Comic Relief has set schoolchildren across the UK a spy-themed secret mission to help get 300,000 children into school and learning in sub-Saharan Africa.
Operation Double Your Money sees schoolchildren becoming ‘double agents, doubling results’. All funds students raise will be matched pound for pound by the UK Government to help Comic Relief provide twice as many books, uniforms, clean water, wheelchairs and other essential support.
Justine Greening said:
Red Nose Day 2015 sees school pupils from around the UK dressing up, baking, participating in danceathons and sponsored silences to raise money for children who are denied the chance to go to school.
In recognition of these impressive efforts, we will match money raised to ensure that hundreds of thousands of children in sub-Saharan Africa can receive a quality education and ultimately take control of their own lives.

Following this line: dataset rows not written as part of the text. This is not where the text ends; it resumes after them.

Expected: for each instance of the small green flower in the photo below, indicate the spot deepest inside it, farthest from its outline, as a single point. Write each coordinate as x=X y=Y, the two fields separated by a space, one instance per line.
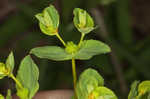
x=48 y=20
x=23 y=93
x=3 y=70
x=83 y=21
x=71 y=48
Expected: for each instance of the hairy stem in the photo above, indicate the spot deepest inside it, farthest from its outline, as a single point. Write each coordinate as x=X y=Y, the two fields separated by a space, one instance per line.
x=81 y=39
x=17 y=82
x=74 y=76
x=62 y=41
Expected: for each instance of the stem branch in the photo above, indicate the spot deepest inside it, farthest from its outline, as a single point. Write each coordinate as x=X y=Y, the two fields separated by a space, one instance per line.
x=61 y=39
x=74 y=76
x=81 y=39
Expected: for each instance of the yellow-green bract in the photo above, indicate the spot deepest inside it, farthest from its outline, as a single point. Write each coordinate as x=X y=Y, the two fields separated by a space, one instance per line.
x=48 y=20
x=83 y=21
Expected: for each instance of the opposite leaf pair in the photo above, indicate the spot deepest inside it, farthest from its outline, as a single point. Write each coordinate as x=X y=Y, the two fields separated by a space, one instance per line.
x=49 y=20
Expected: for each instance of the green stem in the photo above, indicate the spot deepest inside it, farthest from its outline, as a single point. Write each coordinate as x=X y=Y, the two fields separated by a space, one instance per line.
x=17 y=82
x=60 y=39
x=81 y=39
x=74 y=76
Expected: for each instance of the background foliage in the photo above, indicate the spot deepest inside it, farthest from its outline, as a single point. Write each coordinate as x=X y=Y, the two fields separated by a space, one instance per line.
x=123 y=24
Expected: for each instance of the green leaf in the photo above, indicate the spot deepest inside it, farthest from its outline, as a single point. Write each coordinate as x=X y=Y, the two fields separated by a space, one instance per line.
x=1 y=96
x=88 y=81
x=83 y=21
x=144 y=87
x=23 y=93
x=10 y=62
x=51 y=52
x=102 y=93
x=8 y=94
x=134 y=90
x=48 y=20
x=53 y=14
x=28 y=75
x=89 y=48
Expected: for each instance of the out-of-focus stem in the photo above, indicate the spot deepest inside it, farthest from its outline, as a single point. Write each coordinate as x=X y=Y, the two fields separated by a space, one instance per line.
x=74 y=76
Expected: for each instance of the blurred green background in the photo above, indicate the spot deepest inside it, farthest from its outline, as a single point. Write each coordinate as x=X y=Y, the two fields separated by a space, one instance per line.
x=122 y=24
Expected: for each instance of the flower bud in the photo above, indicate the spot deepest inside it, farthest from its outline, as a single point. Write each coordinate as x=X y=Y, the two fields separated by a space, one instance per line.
x=71 y=48
x=23 y=93
x=49 y=20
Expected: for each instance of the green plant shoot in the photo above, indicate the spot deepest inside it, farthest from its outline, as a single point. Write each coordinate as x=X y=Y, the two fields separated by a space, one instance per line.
x=84 y=50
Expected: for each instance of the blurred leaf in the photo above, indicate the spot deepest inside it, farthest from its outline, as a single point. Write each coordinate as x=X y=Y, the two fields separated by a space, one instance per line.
x=88 y=81
x=134 y=90
x=10 y=62
x=103 y=93
x=123 y=22
x=8 y=94
x=106 y=2
x=144 y=87
x=1 y=96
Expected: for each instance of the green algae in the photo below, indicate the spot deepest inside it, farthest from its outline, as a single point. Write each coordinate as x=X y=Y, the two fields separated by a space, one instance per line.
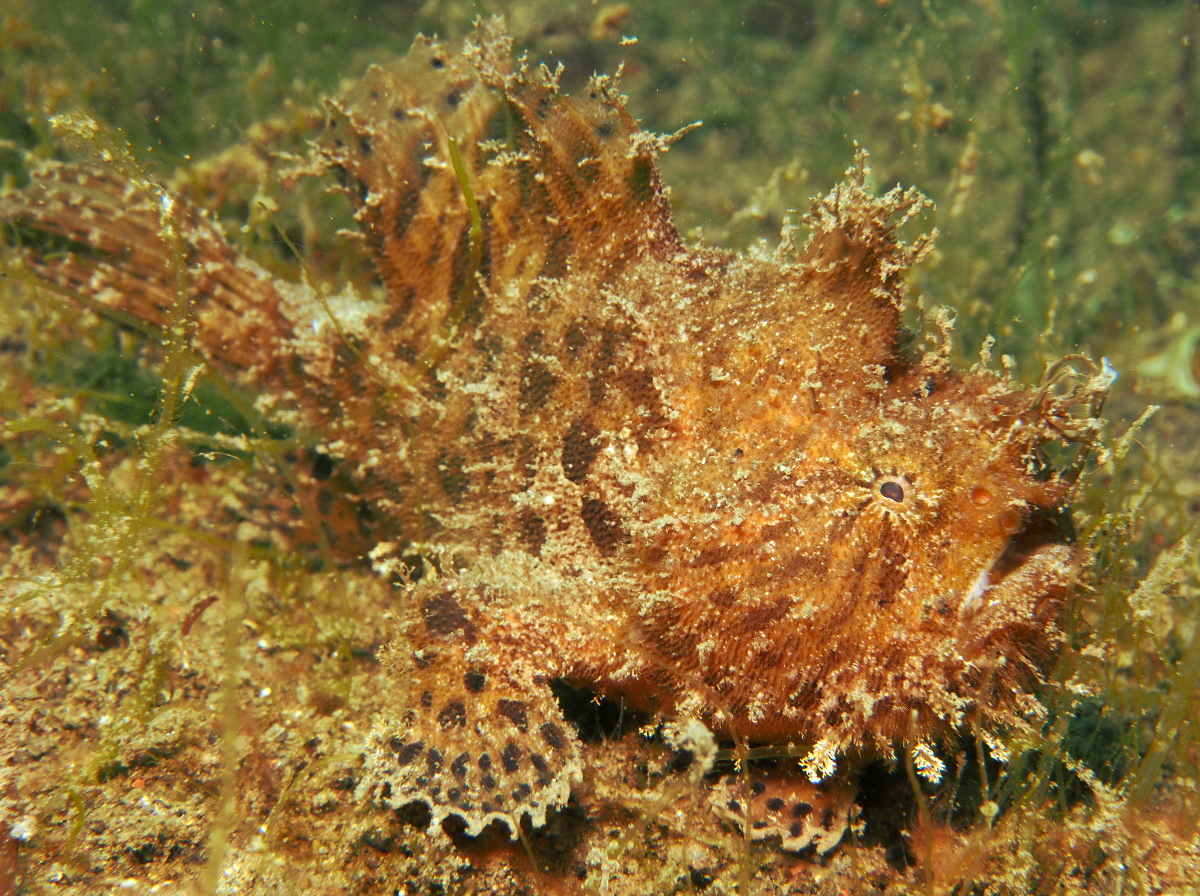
x=1060 y=142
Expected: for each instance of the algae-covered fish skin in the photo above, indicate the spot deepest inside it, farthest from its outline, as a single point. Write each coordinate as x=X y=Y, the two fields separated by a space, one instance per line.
x=718 y=486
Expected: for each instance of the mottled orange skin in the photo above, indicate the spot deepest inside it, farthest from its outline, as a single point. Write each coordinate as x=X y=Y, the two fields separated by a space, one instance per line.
x=714 y=485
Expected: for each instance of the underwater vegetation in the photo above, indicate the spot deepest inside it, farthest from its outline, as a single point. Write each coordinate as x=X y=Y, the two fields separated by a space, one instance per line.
x=355 y=459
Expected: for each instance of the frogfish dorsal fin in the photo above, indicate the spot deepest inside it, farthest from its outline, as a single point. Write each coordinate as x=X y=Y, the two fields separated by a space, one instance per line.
x=564 y=184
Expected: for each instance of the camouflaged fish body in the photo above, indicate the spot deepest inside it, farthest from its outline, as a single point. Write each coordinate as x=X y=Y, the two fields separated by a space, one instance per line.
x=712 y=485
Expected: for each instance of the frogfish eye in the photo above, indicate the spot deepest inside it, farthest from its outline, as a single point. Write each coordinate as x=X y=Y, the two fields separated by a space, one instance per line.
x=1011 y=522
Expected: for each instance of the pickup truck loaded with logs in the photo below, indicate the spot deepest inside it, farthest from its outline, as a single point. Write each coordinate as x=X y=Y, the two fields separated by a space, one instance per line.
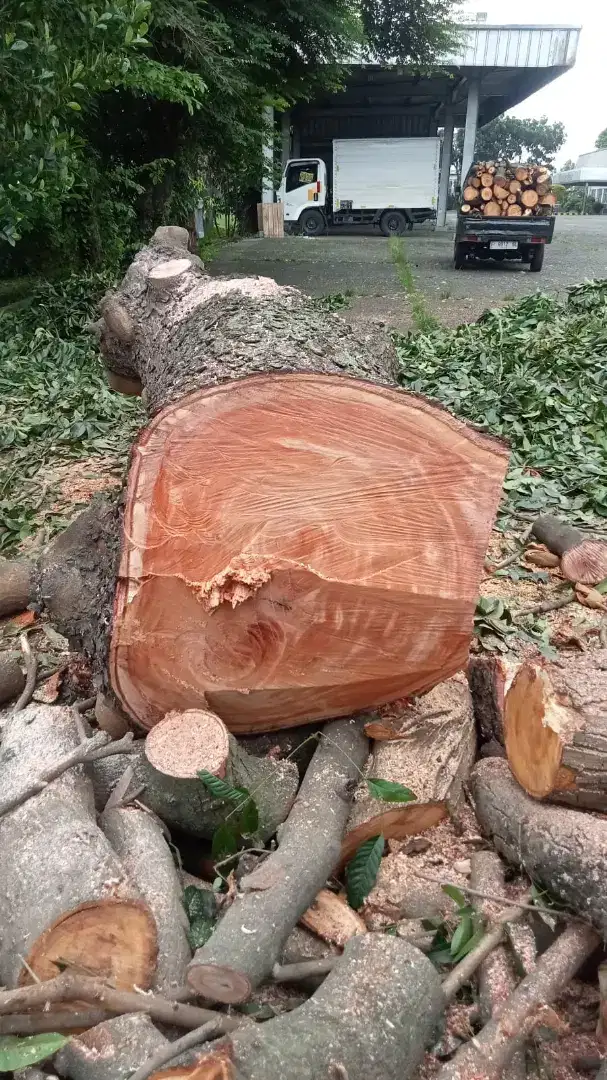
x=507 y=213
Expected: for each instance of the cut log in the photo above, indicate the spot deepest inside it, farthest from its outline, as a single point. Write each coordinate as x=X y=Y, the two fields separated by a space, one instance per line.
x=250 y=939
x=433 y=761
x=65 y=896
x=12 y=679
x=582 y=558
x=373 y=1016
x=138 y=841
x=489 y=678
x=166 y=768
x=555 y=726
x=561 y=849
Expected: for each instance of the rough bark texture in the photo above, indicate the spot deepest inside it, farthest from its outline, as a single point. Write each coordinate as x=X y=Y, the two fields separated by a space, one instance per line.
x=433 y=761
x=186 y=804
x=582 y=558
x=486 y=1055
x=561 y=849
x=374 y=1016
x=138 y=841
x=65 y=894
x=556 y=729
x=250 y=939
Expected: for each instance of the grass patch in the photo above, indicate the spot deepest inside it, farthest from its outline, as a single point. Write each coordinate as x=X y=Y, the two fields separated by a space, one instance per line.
x=55 y=405
x=423 y=321
x=536 y=374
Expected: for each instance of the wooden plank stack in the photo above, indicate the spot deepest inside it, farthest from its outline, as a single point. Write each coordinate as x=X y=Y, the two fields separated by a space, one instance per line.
x=502 y=189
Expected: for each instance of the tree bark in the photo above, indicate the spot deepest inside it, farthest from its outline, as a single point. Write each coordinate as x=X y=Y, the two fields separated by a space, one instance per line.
x=561 y=849
x=433 y=761
x=138 y=841
x=250 y=939
x=65 y=896
x=582 y=558
x=556 y=729
x=181 y=800
x=373 y=1016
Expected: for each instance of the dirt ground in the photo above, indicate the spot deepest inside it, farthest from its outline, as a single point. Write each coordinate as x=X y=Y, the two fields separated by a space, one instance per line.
x=361 y=264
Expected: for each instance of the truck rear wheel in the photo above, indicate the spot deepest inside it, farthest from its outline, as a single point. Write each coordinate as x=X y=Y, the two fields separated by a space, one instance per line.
x=537 y=258
x=312 y=223
x=393 y=223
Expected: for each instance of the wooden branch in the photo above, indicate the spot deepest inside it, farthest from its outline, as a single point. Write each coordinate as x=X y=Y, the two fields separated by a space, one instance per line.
x=487 y=1054
x=250 y=937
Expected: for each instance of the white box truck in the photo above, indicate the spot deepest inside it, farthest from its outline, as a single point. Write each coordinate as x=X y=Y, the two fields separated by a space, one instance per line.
x=390 y=183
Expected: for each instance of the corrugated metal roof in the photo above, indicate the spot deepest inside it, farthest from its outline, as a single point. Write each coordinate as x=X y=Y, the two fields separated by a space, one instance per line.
x=516 y=46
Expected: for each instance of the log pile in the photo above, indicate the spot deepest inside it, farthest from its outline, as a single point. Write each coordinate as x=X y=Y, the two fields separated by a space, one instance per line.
x=225 y=599
x=502 y=189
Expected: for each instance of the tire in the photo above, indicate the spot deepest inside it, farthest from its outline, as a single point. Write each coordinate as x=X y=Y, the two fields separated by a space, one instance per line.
x=537 y=258
x=459 y=257
x=393 y=223
x=312 y=223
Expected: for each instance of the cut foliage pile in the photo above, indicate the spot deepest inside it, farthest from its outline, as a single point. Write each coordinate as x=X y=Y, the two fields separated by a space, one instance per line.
x=534 y=373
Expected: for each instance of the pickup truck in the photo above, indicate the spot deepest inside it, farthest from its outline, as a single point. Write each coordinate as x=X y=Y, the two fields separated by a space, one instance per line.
x=502 y=238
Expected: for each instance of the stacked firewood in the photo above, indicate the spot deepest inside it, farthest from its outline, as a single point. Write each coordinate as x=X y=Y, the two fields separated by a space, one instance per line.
x=501 y=189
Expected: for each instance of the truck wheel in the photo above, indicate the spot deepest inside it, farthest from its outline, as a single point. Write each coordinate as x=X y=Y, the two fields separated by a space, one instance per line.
x=312 y=223
x=537 y=258
x=393 y=223
x=459 y=257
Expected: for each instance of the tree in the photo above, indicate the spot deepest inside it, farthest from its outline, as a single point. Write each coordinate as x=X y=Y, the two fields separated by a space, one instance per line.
x=514 y=139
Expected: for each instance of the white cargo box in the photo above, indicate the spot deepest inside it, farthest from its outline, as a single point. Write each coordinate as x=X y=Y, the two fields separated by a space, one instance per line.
x=381 y=173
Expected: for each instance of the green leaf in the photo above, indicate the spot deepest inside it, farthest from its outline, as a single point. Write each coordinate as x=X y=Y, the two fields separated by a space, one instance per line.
x=390 y=792
x=225 y=842
x=17 y=1053
x=362 y=869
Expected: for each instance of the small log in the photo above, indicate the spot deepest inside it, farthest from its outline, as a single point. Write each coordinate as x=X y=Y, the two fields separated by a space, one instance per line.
x=138 y=841
x=433 y=761
x=561 y=849
x=16 y=579
x=12 y=679
x=248 y=940
x=489 y=678
x=65 y=896
x=582 y=558
x=166 y=768
x=373 y=1016
x=555 y=726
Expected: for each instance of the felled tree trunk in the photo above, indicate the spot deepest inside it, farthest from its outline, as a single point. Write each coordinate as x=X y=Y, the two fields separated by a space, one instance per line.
x=166 y=767
x=556 y=729
x=373 y=1016
x=561 y=849
x=433 y=761
x=65 y=895
x=297 y=545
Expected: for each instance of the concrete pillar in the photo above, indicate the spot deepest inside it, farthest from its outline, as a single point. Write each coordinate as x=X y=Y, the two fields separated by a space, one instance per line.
x=285 y=137
x=268 y=154
x=445 y=166
x=471 y=124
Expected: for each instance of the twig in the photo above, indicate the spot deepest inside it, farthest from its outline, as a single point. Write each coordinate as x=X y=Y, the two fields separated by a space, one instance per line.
x=174 y=1049
x=70 y=987
x=31 y=671
x=93 y=750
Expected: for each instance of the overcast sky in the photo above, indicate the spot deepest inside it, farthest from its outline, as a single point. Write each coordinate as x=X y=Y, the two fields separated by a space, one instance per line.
x=577 y=97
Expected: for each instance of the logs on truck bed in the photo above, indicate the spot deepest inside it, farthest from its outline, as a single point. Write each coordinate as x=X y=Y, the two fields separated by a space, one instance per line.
x=433 y=761
x=65 y=896
x=272 y=594
x=508 y=191
x=166 y=768
x=555 y=725
x=561 y=849
x=373 y=1016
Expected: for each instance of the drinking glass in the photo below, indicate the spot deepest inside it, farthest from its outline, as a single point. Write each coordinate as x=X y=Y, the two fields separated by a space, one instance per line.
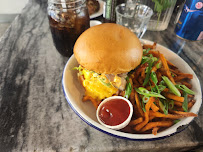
x=134 y=16
x=67 y=19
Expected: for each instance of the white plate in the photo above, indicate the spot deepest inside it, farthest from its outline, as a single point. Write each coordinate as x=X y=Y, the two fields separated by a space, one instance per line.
x=85 y=110
x=100 y=12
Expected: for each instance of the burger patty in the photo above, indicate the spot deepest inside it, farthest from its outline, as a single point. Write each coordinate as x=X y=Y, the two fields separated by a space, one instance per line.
x=93 y=6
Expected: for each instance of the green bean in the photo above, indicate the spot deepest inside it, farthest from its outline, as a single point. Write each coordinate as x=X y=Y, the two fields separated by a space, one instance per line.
x=185 y=89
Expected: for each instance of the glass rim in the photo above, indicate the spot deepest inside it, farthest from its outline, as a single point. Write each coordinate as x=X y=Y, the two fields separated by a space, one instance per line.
x=66 y=2
x=123 y=4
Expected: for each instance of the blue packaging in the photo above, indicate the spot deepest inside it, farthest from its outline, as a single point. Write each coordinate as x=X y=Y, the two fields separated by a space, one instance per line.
x=190 y=24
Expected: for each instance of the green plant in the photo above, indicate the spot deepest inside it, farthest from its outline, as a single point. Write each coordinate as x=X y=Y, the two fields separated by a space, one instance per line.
x=160 y=6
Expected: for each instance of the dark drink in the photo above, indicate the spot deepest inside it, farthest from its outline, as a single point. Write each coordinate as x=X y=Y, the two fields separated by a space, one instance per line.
x=66 y=24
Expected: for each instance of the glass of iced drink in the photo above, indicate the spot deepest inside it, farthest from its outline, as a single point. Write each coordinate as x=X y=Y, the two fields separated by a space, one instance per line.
x=67 y=19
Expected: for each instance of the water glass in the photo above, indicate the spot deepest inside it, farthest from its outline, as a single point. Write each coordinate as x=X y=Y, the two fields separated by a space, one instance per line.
x=134 y=16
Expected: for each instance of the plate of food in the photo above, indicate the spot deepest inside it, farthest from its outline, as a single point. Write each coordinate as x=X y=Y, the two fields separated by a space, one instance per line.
x=95 y=8
x=163 y=89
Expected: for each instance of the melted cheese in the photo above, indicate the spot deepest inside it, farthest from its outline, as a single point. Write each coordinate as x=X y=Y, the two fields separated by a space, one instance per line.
x=97 y=86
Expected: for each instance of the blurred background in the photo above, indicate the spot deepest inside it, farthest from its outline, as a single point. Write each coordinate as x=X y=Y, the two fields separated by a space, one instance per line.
x=8 y=11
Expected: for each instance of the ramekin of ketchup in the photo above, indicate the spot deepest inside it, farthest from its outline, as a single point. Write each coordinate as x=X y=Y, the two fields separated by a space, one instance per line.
x=115 y=112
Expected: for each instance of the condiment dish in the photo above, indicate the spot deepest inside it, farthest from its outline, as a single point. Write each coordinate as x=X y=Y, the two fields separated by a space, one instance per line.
x=112 y=115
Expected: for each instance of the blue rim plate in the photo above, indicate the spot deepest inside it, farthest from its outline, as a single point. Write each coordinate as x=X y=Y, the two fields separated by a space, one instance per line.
x=74 y=92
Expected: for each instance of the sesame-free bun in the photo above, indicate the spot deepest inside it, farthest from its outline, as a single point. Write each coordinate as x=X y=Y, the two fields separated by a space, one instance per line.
x=108 y=48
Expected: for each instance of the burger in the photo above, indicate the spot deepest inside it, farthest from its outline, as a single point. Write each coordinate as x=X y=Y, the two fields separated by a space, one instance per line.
x=106 y=53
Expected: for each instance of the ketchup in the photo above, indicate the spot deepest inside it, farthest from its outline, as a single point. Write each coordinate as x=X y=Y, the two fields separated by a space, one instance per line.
x=114 y=112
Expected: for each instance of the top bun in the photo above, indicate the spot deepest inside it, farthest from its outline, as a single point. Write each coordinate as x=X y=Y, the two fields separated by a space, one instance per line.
x=108 y=48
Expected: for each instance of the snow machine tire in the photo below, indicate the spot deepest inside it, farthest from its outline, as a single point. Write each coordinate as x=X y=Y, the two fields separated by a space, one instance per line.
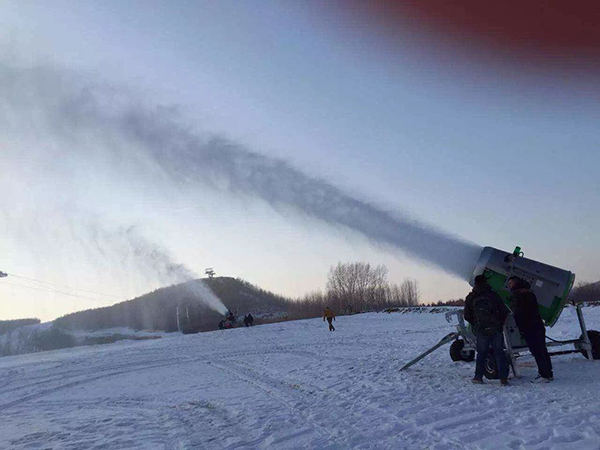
x=490 y=369
x=458 y=354
x=595 y=341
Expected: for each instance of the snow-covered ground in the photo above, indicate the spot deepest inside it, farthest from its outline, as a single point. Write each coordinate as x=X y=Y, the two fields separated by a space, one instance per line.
x=295 y=385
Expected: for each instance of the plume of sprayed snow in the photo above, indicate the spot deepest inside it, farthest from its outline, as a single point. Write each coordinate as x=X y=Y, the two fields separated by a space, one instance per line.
x=71 y=109
x=140 y=254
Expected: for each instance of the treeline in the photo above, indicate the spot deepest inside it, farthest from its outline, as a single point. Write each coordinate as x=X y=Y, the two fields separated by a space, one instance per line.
x=6 y=326
x=351 y=287
x=356 y=287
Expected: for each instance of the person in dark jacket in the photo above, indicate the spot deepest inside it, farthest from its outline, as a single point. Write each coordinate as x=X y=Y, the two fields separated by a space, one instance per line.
x=487 y=313
x=328 y=314
x=529 y=321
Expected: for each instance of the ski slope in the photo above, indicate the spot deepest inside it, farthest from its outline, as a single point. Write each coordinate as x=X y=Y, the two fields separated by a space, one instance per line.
x=295 y=385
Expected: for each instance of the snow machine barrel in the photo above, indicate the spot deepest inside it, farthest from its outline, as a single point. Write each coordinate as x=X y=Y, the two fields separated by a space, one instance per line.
x=550 y=284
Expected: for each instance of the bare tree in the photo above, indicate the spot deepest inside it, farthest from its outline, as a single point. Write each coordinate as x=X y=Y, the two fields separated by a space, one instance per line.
x=357 y=284
x=409 y=292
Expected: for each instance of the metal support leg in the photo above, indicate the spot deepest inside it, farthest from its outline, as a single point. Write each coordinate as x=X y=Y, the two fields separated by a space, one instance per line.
x=586 y=343
x=444 y=340
x=511 y=354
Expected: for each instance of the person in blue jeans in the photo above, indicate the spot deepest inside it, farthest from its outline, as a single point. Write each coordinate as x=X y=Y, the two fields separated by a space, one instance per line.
x=487 y=313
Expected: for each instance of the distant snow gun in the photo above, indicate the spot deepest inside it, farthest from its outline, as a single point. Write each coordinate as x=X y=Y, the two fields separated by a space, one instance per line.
x=551 y=286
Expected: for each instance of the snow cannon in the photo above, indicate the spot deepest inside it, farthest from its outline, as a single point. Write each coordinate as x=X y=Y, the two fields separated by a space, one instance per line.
x=550 y=284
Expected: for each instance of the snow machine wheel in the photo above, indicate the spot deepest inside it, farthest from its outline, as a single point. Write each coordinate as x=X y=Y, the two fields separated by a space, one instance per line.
x=490 y=369
x=457 y=352
x=595 y=341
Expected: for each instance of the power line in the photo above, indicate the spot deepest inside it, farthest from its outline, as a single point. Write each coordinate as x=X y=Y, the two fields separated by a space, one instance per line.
x=51 y=291
x=63 y=286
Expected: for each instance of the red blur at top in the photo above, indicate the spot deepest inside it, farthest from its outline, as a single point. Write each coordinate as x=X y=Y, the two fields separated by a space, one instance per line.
x=545 y=31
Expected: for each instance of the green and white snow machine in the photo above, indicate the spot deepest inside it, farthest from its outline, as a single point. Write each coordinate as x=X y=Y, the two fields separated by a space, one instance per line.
x=551 y=286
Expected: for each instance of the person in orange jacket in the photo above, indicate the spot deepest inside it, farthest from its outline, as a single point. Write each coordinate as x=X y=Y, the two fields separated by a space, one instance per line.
x=328 y=314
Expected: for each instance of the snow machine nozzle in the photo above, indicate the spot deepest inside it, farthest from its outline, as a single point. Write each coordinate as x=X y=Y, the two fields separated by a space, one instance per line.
x=551 y=285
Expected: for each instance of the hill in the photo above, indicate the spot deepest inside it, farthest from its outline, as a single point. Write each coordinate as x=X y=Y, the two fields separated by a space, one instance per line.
x=157 y=310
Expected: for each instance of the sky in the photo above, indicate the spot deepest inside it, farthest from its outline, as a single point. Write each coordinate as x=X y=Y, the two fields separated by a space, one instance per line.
x=489 y=138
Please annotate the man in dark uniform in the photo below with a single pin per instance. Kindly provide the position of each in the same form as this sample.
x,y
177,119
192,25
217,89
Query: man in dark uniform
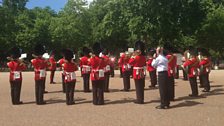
x,y
138,61
40,65
85,68
97,75
205,69
16,66
61,62
161,65
106,69
191,65
152,70
52,67
126,67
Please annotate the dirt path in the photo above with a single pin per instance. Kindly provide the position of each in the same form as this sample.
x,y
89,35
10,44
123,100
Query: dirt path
x,y
119,110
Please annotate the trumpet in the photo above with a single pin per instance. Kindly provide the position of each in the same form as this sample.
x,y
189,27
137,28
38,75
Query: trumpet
x,y
21,61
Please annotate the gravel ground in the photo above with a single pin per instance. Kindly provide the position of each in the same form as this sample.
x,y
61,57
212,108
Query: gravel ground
x,y
119,109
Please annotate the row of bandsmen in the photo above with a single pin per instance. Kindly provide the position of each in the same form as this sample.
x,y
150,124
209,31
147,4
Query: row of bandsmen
x,y
95,66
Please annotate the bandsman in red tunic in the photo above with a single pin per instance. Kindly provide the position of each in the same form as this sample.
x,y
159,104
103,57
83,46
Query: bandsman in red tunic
x,y
151,69
171,74
70,77
126,68
16,67
40,65
191,66
85,68
61,62
138,61
97,75
107,69
53,66
119,64
205,69
112,65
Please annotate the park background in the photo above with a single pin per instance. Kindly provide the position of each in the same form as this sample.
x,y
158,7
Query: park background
x,y
117,24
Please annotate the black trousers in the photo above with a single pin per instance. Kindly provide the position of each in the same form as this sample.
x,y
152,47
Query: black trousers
x,y
164,88
126,80
185,75
107,81
194,85
153,78
177,73
205,81
39,91
63,83
201,81
112,71
52,76
98,92
86,82
171,82
121,74
139,85
131,71
70,88
15,91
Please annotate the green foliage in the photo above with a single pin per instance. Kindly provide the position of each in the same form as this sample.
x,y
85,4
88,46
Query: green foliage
x,y
117,24
211,33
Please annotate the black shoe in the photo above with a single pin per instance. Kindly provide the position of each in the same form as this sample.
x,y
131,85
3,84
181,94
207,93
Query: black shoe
x,y
162,107
137,102
87,91
172,99
107,91
125,90
18,103
41,103
193,95
152,86
201,86
71,103
205,90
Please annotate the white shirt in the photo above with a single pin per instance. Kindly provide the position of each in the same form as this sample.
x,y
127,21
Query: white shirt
x,y
160,63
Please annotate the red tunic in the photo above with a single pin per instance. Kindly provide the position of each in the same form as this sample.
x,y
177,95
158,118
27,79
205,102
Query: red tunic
x,y
205,66
112,62
69,71
171,64
150,68
61,62
15,70
40,65
84,65
107,61
97,64
53,63
125,65
193,64
120,60
138,63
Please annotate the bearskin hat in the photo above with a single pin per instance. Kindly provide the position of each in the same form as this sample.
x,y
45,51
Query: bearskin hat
x,y
105,52
193,52
39,50
15,52
85,50
68,54
139,45
97,48
204,52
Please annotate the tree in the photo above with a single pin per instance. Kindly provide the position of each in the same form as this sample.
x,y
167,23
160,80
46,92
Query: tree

Operation Double Your Money will particularly target marginalised and excluded children who are locked out of the chance to attend school. This might be because their families cannot afford to send them, they live in remote areas, their schools are not accessible to children with disabilities or, as girls, they face school-based sexual violence or are pushed into early marriage.
Funds raised by UK schoolchildren will help to:
- fund civil society projects to work with local communities, teachers, school governing bodies and systems to better support marginalised children
- train local community teachers to provide schooling in rural areas
- provide resource centres to help education officials build the skills and tools needed in schools to support disabled children
- train parent teacher associations and school governing bodies on how to prevent sexual violence, as well as providing counselling services
- work with communities and wider school systems to raise awareness and tackle the barriers that prevent children from accessing education.
Notes to editors
In sub-Saharan Africa, over half of all children are not learning basic core skills in literacy and numeracy as highlighted in UNESCO’s 11th ‘Education for All’ Global Monitoring Report.
According to UNICEFs Fixing the Broken Promise of Education for All, sub-Saharan Africa now accounts for 57 per cent of all out-of-school children of primary school age, rising from just over 44 per cent in 2000 (UNICEF).